During the first quarter of 2019, she raised $832,000, roughly half of which was from donors giving under $200. Over all, Ms. Omar took in nearly twice the median amount raised by incumbents who are in races rated a tossup by the nonpartisan Cook Political Report, according to Michael Beckel, who analyzes money in politics for Issue One, a bipartisan group that advocates election overhaul.

The current controversy around Ms. Omar stems from remarks she made to the Council on American-Islamic Relations, or CAIR, describing how the group was founded after the Sept. 11 attacks “because they recognized that some people did something and that all of us were starting to lose access to our civil liberties.” (The group was actually founded in 1994.)

Last Tuesday, Representative Daniel Crenshaw, a freshman Republican from Texas, seized on the “some people did something” phrase, and posted a tweet suggesting Ms. Omar was minimizing the attacks. Conservative news outlets — including The New York Post and Fox’s “Fox & Friends,” Mr. Trump’s favorite television program — picked up on it. On Friday, Mr. Trump tweeted the edited video, which interspersed graphic images of the burning World Trade Center towers with a clip from Ms. Omar’s speech.

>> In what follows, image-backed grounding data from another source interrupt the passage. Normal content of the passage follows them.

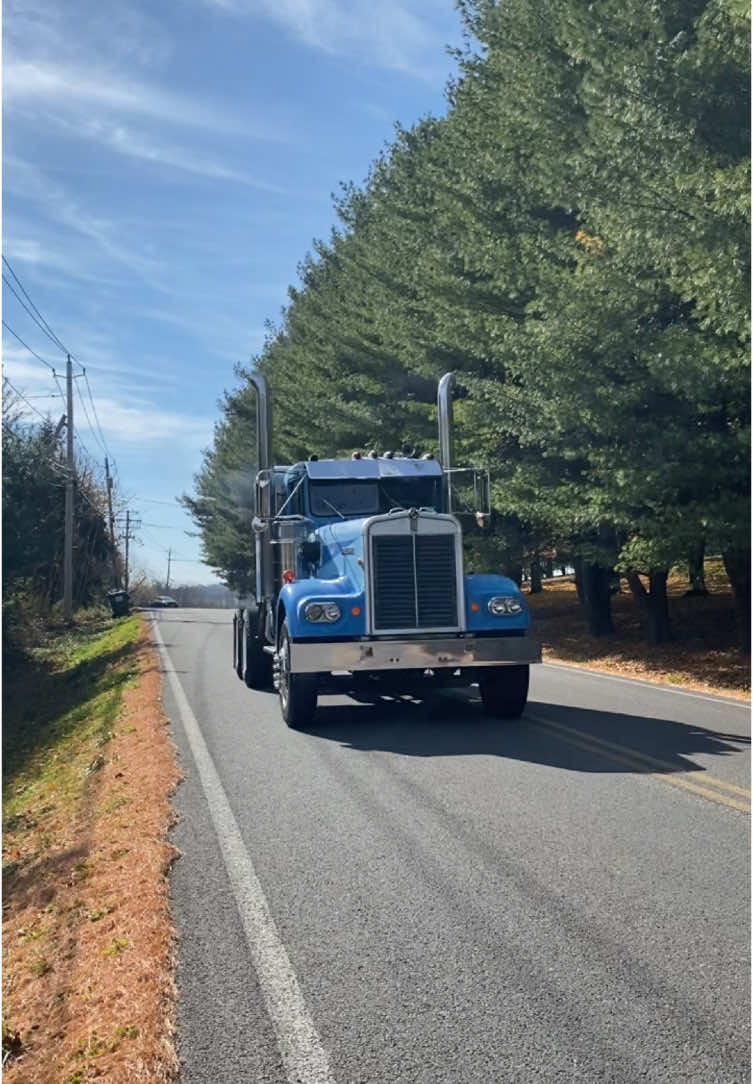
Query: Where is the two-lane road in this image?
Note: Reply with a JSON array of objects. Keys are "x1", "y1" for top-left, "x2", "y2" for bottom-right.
[{"x1": 152, "y1": 608, "x2": 750, "y2": 1083}]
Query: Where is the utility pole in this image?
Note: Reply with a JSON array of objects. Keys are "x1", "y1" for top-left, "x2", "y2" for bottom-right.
[
  {"x1": 63, "y1": 355, "x2": 74, "y2": 624},
  {"x1": 124, "y1": 510, "x2": 131, "y2": 594},
  {"x1": 165, "y1": 548, "x2": 172, "y2": 591},
  {"x1": 115, "y1": 512, "x2": 140, "y2": 597},
  {"x1": 104, "y1": 457, "x2": 120, "y2": 588}
]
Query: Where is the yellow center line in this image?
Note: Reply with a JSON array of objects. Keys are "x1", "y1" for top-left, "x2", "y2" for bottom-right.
[
  {"x1": 527, "y1": 713, "x2": 751, "y2": 815},
  {"x1": 529, "y1": 714, "x2": 751, "y2": 796}
]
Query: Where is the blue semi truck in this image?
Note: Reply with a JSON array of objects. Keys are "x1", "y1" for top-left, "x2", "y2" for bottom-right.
[{"x1": 233, "y1": 372, "x2": 541, "y2": 728}]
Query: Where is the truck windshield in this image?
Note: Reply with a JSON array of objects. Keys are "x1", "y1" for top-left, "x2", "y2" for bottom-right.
[
  {"x1": 309, "y1": 477, "x2": 442, "y2": 517},
  {"x1": 309, "y1": 482, "x2": 380, "y2": 517}
]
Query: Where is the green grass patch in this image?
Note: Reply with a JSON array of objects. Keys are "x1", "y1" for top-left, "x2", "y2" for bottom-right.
[
  {"x1": 2, "y1": 615, "x2": 142, "y2": 870},
  {"x1": 101, "y1": 936, "x2": 129, "y2": 957}
]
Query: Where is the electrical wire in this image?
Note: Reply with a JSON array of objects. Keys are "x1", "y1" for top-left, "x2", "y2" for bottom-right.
[
  {"x1": 2, "y1": 378, "x2": 51, "y2": 422},
  {"x1": 2, "y1": 256, "x2": 69, "y2": 355},
  {"x1": 73, "y1": 429, "x2": 97, "y2": 465},
  {"x1": 1, "y1": 264, "x2": 121, "y2": 486},
  {"x1": 2, "y1": 274, "x2": 68, "y2": 356},
  {"x1": 2, "y1": 320, "x2": 59, "y2": 373},
  {"x1": 75, "y1": 378, "x2": 108, "y2": 457},
  {"x1": 139, "y1": 526, "x2": 172, "y2": 555},
  {"x1": 82, "y1": 370, "x2": 111, "y2": 460}
]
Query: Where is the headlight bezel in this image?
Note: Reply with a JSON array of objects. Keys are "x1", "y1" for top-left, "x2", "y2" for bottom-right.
[
  {"x1": 487, "y1": 595, "x2": 524, "y2": 617},
  {"x1": 303, "y1": 600, "x2": 342, "y2": 623}
]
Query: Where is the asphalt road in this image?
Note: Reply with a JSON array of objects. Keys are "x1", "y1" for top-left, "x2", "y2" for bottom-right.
[{"x1": 151, "y1": 608, "x2": 751, "y2": 1084}]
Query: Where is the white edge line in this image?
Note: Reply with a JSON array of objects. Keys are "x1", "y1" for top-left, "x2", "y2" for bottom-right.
[
  {"x1": 151, "y1": 619, "x2": 334, "y2": 1084},
  {"x1": 540, "y1": 661, "x2": 752, "y2": 709}
]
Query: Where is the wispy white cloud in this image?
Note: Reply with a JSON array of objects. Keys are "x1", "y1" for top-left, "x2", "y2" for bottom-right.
[
  {"x1": 3, "y1": 0, "x2": 172, "y2": 72},
  {"x1": 4, "y1": 59, "x2": 257, "y2": 137},
  {"x1": 78, "y1": 394, "x2": 214, "y2": 448},
  {"x1": 4, "y1": 156, "x2": 170, "y2": 288},
  {"x1": 2, "y1": 346, "x2": 213, "y2": 448},
  {"x1": 60, "y1": 120, "x2": 288, "y2": 193},
  {"x1": 202, "y1": 0, "x2": 456, "y2": 80}
]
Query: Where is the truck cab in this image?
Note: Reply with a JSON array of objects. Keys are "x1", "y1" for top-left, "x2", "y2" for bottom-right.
[{"x1": 234, "y1": 375, "x2": 540, "y2": 728}]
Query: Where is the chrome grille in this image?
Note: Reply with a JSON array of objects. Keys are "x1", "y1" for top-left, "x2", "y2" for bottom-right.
[{"x1": 372, "y1": 532, "x2": 458, "y2": 631}]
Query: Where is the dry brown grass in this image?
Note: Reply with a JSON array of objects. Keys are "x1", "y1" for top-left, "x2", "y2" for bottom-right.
[
  {"x1": 526, "y1": 561, "x2": 750, "y2": 700},
  {"x1": 3, "y1": 617, "x2": 181, "y2": 1083}
]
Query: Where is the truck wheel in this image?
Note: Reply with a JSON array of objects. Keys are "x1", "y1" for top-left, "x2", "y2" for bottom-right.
[
  {"x1": 234, "y1": 612, "x2": 244, "y2": 680},
  {"x1": 478, "y1": 664, "x2": 529, "y2": 719},
  {"x1": 278, "y1": 621, "x2": 318, "y2": 729},
  {"x1": 244, "y1": 605, "x2": 272, "y2": 689}
]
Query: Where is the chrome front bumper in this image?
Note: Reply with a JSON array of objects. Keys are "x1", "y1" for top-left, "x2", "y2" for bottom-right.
[{"x1": 289, "y1": 635, "x2": 541, "y2": 674}]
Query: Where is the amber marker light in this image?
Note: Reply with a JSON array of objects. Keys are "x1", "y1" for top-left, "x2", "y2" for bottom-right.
[
  {"x1": 282, "y1": 569, "x2": 295, "y2": 584},
  {"x1": 351, "y1": 606, "x2": 361, "y2": 616},
  {"x1": 470, "y1": 602, "x2": 480, "y2": 612}
]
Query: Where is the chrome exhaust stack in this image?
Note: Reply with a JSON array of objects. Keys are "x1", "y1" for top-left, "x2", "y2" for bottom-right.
[
  {"x1": 437, "y1": 372, "x2": 455, "y2": 509},
  {"x1": 248, "y1": 370, "x2": 275, "y2": 604},
  {"x1": 248, "y1": 370, "x2": 272, "y2": 470}
]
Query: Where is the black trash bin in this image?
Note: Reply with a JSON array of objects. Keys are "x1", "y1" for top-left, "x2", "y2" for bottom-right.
[{"x1": 107, "y1": 589, "x2": 130, "y2": 617}]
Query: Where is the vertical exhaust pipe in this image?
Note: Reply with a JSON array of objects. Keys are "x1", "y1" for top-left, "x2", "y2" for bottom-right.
[
  {"x1": 437, "y1": 372, "x2": 455, "y2": 510},
  {"x1": 248, "y1": 371, "x2": 272, "y2": 469},
  {"x1": 248, "y1": 370, "x2": 274, "y2": 604}
]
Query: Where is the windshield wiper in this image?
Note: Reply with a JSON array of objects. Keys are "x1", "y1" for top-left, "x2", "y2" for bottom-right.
[{"x1": 319, "y1": 497, "x2": 345, "y2": 520}]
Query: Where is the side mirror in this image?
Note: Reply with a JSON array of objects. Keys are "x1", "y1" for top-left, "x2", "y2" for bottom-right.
[{"x1": 252, "y1": 516, "x2": 268, "y2": 534}]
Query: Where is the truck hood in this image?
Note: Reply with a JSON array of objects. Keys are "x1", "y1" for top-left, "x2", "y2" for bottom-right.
[{"x1": 315, "y1": 518, "x2": 367, "y2": 591}]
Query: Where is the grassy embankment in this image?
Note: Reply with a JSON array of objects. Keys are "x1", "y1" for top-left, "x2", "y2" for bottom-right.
[
  {"x1": 526, "y1": 559, "x2": 750, "y2": 699},
  {"x1": 2, "y1": 612, "x2": 179, "y2": 1083}
]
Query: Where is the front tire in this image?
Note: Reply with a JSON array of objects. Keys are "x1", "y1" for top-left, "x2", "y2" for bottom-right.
[
  {"x1": 277, "y1": 621, "x2": 318, "y2": 729},
  {"x1": 478, "y1": 664, "x2": 529, "y2": 719}
]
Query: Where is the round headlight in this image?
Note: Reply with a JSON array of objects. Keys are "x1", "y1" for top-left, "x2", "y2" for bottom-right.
[
  {"x1": 488, "y1": 596, "x2": 523, "y2": 616},
  {"x1": 303, "y1": 601, "x2": 342, "y2": 622}
]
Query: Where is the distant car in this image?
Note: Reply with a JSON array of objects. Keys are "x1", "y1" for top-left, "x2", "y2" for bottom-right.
[{"x1": 150, "y1": 596, "x2": 179, "y2": 608}]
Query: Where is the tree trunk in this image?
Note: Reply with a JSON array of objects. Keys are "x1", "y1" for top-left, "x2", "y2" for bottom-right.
[
  {"x1": 685, "y1": 539, "x2": 708, "y2": 596},
  {"x1": 573, "y1": 557, "x2": 585, "y2": 604},
  {"x1": 544, "y1": 556, "x2": 554, "y2": 579},
  {"x1": 501, "y1": 562, "x2": 523, "y2": 588},
  {"x1": 627, "y1": 570, "x2": 673, "y2": 644},
  {"x1": 529, "y1": 555, "x2": 543, "y2": 594},
  {"x1": 722, "y1": 548, "x2": 751, "y2": 653},
  {"x1": 581, "y1": 562, "x2": 615, "y2": 637}
]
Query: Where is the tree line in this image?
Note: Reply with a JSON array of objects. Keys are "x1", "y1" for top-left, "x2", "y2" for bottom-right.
[
  {"x1": 187, "y1": 0, "x2": 750, "y2": 650},
  {"x1": 2, "y1": 385, "x2": 116, "y2": 656}
]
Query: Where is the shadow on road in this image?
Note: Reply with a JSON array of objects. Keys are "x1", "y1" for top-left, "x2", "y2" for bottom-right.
[{"x1": 305, "y1": 692, "x2": 750, "y2": 777}]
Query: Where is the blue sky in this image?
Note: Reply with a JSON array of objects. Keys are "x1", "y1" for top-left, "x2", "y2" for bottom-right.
[{"x1": 2, "y1": 0, "x2": 464, "y2": 586}]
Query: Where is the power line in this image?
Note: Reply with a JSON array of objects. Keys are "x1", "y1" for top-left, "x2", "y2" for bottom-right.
[
  {"x1": 2, "y1": 256, "x2": 69, "y2": 355},
  {"x1": 2, "y1": 378, "x2": 53, "y2": 423},
  {"x1": 75, "y1": 378, "x2": 107, "y2": 457},
  {"x1": 13, "y1": 393, "x2": 62, "y2": 400},
  {"x1": 2, "y1": 320, "x2": 59, "y2": 373},
  {"x1": 2, "y1": 273, "x2": 68, "y2": 356},
  {"x1": 139, "y1": 525, "x2": 172, "y2": 555},
  {"x1": 73, "y1": 428, "x2": 97, "y2": 465},
  {"x1": 1, "y1": 260, "x2": 120, "y2": 489},
  {"x1": 82, "y1": 370, "x2": 111, "y2": 460}
]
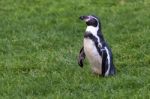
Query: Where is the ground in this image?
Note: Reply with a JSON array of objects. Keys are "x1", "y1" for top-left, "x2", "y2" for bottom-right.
[{"x1": 0, "y1": 0, "x2": 150, "y2": 98}]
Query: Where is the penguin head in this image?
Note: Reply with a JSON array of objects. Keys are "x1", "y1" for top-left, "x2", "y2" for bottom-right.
[{"x1": 79, "y1": 15, "x2": 100, "y2": 27}]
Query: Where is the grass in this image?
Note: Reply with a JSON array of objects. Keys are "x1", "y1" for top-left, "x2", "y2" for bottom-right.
[{"x1": 0, "y1": 0, "x2": 150, "y2": 98}]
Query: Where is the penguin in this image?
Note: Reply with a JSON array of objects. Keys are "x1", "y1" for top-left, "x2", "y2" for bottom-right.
[{"x1": 78, "y1": 15, "x2": 116, "y2": 76}]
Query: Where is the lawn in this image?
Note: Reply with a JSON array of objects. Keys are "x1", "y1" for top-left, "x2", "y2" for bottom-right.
[{"x1": 0, "y1": 0, "x2": 150, "y2": 98}]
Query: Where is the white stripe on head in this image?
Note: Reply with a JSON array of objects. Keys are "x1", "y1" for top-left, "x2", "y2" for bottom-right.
[{"x1": 86, "y1": 16, "x2": 99, "y2": 27}]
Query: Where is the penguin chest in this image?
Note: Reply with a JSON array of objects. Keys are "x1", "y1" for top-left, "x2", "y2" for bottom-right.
[{"x1": 84, "y1": 38, "x2": 102, "y2": 74}]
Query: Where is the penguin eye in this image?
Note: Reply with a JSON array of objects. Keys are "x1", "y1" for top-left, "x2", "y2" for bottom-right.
[
  {"x1": 91, "y1": 19, "x2": 97, "y2": 24},
  {"x1": 85, "y1": 17, "x2": 91, "y2": 22},
  {"x1": 85, "y1": 16, "x2": 99, "y2": 27}
]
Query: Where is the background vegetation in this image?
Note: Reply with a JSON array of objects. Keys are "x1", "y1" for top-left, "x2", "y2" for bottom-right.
[{"x1": 0, "y1": 0, "x2": 150, "y2": 98}]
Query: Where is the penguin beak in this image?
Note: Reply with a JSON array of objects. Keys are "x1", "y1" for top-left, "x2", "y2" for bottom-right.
[{"x1": 79, "y1": 16, "x2": 88, "y2": 20}]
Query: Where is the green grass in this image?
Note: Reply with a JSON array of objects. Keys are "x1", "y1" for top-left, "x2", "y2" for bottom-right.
[{"x1": 0, "y1": 0, "x2": 150, "y2": 98}]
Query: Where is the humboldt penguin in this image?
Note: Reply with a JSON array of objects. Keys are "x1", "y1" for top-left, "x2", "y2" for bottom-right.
[{"x1": 78, "y1": 15, "x2": 116, "y2": 76}]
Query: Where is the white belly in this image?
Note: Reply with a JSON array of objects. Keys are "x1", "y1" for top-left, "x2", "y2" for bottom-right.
[{"x1": 84, "y1": 38, "x2": 102, "y2": 74}]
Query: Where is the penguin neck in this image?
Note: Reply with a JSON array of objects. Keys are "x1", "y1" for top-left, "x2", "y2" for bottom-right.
[
  {"x1": 86, "y1": 25, "x2": 105, "y2": 42},
  {"x1": 86, "y1": 26, "x2": 99, "y2": 36}
]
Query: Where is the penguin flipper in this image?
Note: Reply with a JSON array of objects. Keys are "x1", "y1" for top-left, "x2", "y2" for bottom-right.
[
  {"x1": 101, "y1": 48, "x2": 116, "y2": 76},
  {"x1": 78, "y1": 47, "x2": 86, "y2": 67},
  {"x1": 101, "y1": 49, "x2": 107, "y2": 76}
]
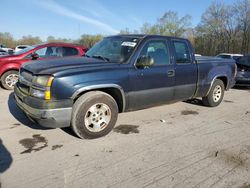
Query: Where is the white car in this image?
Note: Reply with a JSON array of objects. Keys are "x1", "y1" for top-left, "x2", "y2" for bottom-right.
[
  {"x1": 15, "y1": 45, "x2": 30, "y2": 52},
  {"x1": 0, "y1": 49, "x2": 8, "y2": 56},
  {"x1": 195, "y1": 54, "x2": 202, "y2": 57},
  {"x1": 0, "y1": 44, "x2": 13, "y2": 54},
  {"x1": 216, "y1": 53, "x2": 243, "y2": 60}
]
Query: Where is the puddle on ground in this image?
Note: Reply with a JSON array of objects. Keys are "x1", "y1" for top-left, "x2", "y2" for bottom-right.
[
  {"x1": 19, "y1": 134, "x2": 48, "y2": 154},
  {"x1": 224, "y1": 100, "x2": 234, "y2": 103},
  {"x1": 113, "y1": 125, "x2": 139, "y2": 134},
  {"x1": 181, "y1": 110, "x2": 199, "y2": 115},
  {"x1": 51, "y1": 145, "x2": 63, "y2": 151}
]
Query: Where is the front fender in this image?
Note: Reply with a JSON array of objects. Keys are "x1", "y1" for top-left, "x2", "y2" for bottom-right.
[{"x1": 0, "y1": 63, "x2": 20, "y2": 76}]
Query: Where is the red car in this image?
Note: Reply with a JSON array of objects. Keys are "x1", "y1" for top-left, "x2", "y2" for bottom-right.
[{"x1": 0, "y1": 43, "x2": 87, "y2": 90}]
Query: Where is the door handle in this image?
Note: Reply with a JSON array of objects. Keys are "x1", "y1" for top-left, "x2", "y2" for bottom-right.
[{"x1": 167, "y1": 70, "x2": 175, "y2": 77}]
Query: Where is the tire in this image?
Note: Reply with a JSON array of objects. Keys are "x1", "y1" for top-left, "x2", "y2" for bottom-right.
[
  {"x1": 202, "y1": 79, "x2": 225, "y2": 107},
  {"x1": 71, "y1": 91, "x2": 118, "y2": 139},
  {"x1": 1, "y1": 70, "x2": 19, "y2": 90}
]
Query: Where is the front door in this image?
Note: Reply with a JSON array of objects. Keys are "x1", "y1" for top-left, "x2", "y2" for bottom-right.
[{"x1": 128, "y1": 39, "x2": 175, "y2": 110}]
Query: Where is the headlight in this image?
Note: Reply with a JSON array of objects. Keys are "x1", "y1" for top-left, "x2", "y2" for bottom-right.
[
  {"x1": 30, "y1": 88, "x2": 52, "y2": 100},
  {"x1": 32, "y1": 76, "x2": 54, "y2": 87},
  {"x1": 30, "y1": 88, "x2": 45, "y2": 98},
  {"x1": 31, "y1": 75, "x2": 54, "y2": 100}
]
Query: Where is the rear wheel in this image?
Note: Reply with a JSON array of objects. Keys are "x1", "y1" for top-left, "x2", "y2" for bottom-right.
[
  {"x1": 1, "y1": 70, "x2": 19, "y2": 90},
  {"x1": 202, "y1": 79, "x2": 225, "y2": 107},
  {"x1": 71, "y1": 91, "x2": 118, "y2": 139}
]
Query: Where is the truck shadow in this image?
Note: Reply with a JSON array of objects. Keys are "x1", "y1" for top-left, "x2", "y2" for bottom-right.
[
  {"x1": 183, "y1": 99, "x2": 205, "y2": 107},
  {"x1": 233, "y1": 86, "x2": 250, "y2": 90},
  {"x1": 8, "y1": 93, "x2": 50, "y2": 130},
  {"x1": 0, "y1": 139, "x2": 12, "y2": 174}
]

In an interview on Tuesday with CNN, Ms. Pelosi rejected the notion that Ms. Omar was anti-Semitic, and expressed concern for her well being, but she said she had not spoken to the congresswoman about the CAIR speech. “I don’t even know what was said,” Ms. Pelosi said. “But I do know what the president did was not right.”

Democratic presidential candidates have had their own complicated reactions. Senator Kirsten Gillibrand, Democrat of New York, has cast herself as a progressive on the campaign trail. But she qualified her support for Ms. Omar, by saying, “As a senator who represents 9/11 victims, I can’t accept any minimizing of that pain.”

Even Mr. Sanders, who hails from the same liberal wing of the party as Ms. Omar — and would be the country’s first Jewish president if elected — offered a mixed response. Speaking at a town hall-style meeting televised by the Fox News Channel on Monday night, he said he respected Ms. Omar. And while he said he does not believe she is anti-Semitic, he added, “I think Ilhan has got to do a better job in speaking to the Jewish community.”

Ms. Omar’s supporters say there is a danger to the Democratic split.

“Some of these institutional Democratic leaders can’t find, frankly, the spine to speak up quickly and strongly in defense of one of their colleagues,” said Zahra Billoo, a spokeswoman for CAIR. “If we don’t find alignment soon, knowing that Donald Trump is already passing Democratic candidates in his own fund-raising, I worry that we are looking at a second term because the leaders of our party did not do the right thing.”